1
When Titian used to start a work in oil
He stretched the canvas, then put down some lines,
Just light and dark, in red and black and pale -
Masses and abstract shapes which made no sense
Until they pleased his vision for a while.
Pleasing but dumb. The anxiety remains
That these unfinished inchoate masses
Though they be meaningless, still have some promise.
2
Then he would turn the blocked out canvas round,
And leave it there for months, forgetting it
To do some other work. When he returned
He used those shapeless ghost forms as the net
On which great beauty would have a steady ground.
He set about to paint those intricate
And wonderfully coloured images
Which started life as mess and dark blotches.
3
That’s how a painter works upon your eye,
Intuitively laying down emotion
Making no effort, in anxiety,
To start with formless shade, and work thereon.
The kind of thing those who can barely see
In almost perfect blindness live among.
That’s what I saw there, on that Good Friday
All unformed chaos seen indistinctly.
4
And not for us the Earth, its daily spin
Of three hundred and sixty one degrees,
Required to make it turn toward the sun
(The extra bit of turn required because
It has moved on through space), and thus at noon
Our place on earth directly turned towards
The source of light and heat. All that was gone
There was just mass and dark moving outline.
5
A man came near and sat down next to us,
One from that triumph, peeled off by and by.
“My ‘Peter Bell’ is about your ancestors,”
He said, “De Quincy and Coleridge and I
Studied the middle and the low orders
Of people round the Lakes. As a schoolboy
I knew Benoni Rigge at Hawkshead school
And how his mother died when she fell ill.
6
“Benoni’s father left her at the birth
And broke her heart,” he said. “That’s a sad tale,”
I answered him, then said: “You are Wordsworth.”
“It’s sad, alright,” he answered. “Typical.
And God himself has lived upon the earth,
And died, and suffered first, and known it all.
Jesus’s body lies nearby right now
In proof that God himself really does know.
7
“He was in pain so bad he didn’t care
About his mission or such divine stuff.
A man can’t think when he suffers torture.
He was afraid, indifferent to love.
In pain a man cannot control his fear.
He was not sure there is an afterlife.
For Jesus was entirely human being
He was afraid because he was a man.
8
“His arms were tightly pulled out to his sides
The nails were hurting him. He arched his spine
To use his legs and push himself upwards,
But still that overwhelming human pain.
The feelings could not be put into words,
Except: ‘Father, why have you left your son?’
He wished he was not God, and to go home,
But went on sweating, in the sun, the same.
9
“At God’s death on the Cross order decays.
It is the moment when a new world rises
World without death or pain.
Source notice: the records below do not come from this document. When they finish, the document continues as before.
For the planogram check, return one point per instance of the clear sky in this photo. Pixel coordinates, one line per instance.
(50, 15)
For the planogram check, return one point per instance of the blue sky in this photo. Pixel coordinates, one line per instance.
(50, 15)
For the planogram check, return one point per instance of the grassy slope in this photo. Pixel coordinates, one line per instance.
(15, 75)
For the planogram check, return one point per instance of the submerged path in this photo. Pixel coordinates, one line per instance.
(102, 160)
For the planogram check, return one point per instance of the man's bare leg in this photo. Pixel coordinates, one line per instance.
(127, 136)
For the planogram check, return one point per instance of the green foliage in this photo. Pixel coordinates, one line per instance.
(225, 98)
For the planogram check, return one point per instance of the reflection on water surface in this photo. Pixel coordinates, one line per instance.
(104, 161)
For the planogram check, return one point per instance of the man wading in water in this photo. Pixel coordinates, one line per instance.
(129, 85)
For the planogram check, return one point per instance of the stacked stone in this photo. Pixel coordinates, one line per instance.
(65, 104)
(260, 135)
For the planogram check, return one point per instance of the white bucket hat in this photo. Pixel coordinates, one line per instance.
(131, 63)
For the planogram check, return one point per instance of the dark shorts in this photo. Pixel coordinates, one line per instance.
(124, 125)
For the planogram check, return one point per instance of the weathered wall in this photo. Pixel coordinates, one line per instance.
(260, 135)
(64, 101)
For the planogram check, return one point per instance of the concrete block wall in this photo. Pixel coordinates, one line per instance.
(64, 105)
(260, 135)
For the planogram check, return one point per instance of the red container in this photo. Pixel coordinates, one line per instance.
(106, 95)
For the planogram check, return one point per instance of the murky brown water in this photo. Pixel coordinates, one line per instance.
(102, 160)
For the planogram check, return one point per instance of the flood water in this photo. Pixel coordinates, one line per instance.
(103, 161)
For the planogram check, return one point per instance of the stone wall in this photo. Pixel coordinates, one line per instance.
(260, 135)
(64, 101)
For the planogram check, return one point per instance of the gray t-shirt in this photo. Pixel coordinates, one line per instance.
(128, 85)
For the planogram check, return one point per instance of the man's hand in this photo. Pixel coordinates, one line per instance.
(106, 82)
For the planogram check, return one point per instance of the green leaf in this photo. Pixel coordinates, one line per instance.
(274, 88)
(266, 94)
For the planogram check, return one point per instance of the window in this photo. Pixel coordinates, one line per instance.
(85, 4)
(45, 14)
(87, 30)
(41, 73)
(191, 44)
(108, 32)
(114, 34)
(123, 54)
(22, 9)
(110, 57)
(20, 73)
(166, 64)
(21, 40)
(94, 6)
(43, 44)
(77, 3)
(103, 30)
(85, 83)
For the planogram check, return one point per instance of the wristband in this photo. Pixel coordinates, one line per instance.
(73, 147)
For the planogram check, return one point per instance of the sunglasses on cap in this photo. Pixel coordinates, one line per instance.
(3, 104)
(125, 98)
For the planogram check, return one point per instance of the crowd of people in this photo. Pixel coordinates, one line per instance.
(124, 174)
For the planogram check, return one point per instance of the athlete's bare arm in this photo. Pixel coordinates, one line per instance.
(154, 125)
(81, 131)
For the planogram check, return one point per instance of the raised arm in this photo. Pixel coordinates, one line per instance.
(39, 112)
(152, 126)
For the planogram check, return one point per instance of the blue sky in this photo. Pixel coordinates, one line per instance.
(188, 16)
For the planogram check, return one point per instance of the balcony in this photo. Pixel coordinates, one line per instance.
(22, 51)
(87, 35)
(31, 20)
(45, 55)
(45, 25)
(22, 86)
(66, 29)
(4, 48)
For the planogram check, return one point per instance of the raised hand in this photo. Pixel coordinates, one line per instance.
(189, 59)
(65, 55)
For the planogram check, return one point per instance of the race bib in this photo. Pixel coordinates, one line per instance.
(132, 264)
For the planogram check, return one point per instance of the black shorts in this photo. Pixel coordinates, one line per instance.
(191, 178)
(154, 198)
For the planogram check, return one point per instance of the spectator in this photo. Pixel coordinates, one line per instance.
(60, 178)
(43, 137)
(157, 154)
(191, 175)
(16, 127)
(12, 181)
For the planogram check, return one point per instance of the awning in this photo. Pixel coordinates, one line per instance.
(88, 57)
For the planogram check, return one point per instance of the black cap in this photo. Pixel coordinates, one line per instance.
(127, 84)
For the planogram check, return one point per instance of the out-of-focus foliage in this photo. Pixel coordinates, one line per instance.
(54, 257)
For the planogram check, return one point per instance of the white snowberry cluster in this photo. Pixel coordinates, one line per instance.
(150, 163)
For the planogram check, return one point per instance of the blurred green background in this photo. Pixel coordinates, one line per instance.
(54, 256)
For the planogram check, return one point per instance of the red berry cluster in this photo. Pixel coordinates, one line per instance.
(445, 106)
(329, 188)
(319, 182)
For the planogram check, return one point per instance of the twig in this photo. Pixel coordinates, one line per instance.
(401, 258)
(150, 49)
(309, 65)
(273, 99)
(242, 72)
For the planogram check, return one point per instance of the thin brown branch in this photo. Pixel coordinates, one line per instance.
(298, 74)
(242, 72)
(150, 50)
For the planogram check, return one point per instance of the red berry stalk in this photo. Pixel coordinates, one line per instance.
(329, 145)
But first, chaos.”
“I know what happens when men have suprises,
I have seen the open mouthed and far off eyes,”
I said, “How the uncanny surfaces.
In boys who find themselves, at last, in war
For whom the world has changed for evermore
10
“The eyes wide open in a fire fight,
Who cannot understand how this has happened.
The unexpected battle in the night
In which the entire world becomes uncanny;
The troubled look of one who has been shot
And cannot move, and calls out for his ‘Nanny’.
God knows these feelings, just like most of us.
Please tell me more about that friend of yours.”
11
I asked him to relate the things he knew
About my ancestor from his home land.
He said: “Benoni’s father left the two,
The son and mother, leaving them behind.
Mary died broken hearted when the boy
Was barely sixth months old, I understand.
At Hawkshead school I made myself his friend.
In London he set up some factories
Importing perfumes, to the Prince of Wales,
12
“At New Bond Street. And to Victoria.
Benoni’s daughter married Mr White,
A man who was hanged for arson that year
At Newgate. She gave it another shot
With someone else, when back in Cumbria,
She got engaged before she tied the knot
With Swainson, cousin to the Machel line
The Lords of Krackenthorpe and De Dalton.
13
“But, with an assumed name, she fled to Chester,
Escaping him, though he came following.
That man is in the Handbridge cemetery
There by the Greek church, where you used to sing.
But not before he killed her, so they say,
The police inquest could not prove a thing.
Her son was living in a Newtown terrace
A joiner, Swainson, in the 1860s.
14
“Two generations then, of manual labour
As carpenters and train workers, follow.
Which gave rise to your grandfather down there
At Queen’s Park, Wrexham, by River Gwenfro
Where he held onto life nor rich nor poor,
On trains, in mines, at steelworks, working so
That you could see the light and never starve
And educate yourself under his roof.”
15
The story ended. All the blurry shapes
From which we are made had been before my mind,
In what he said. An English saint, perhaps,
Is how we should have understood his kind,
That teacher who reversed England’s collapse
For years at least. But nothing could withstand
The divine will which wanted to create
The new eternal world, our future state.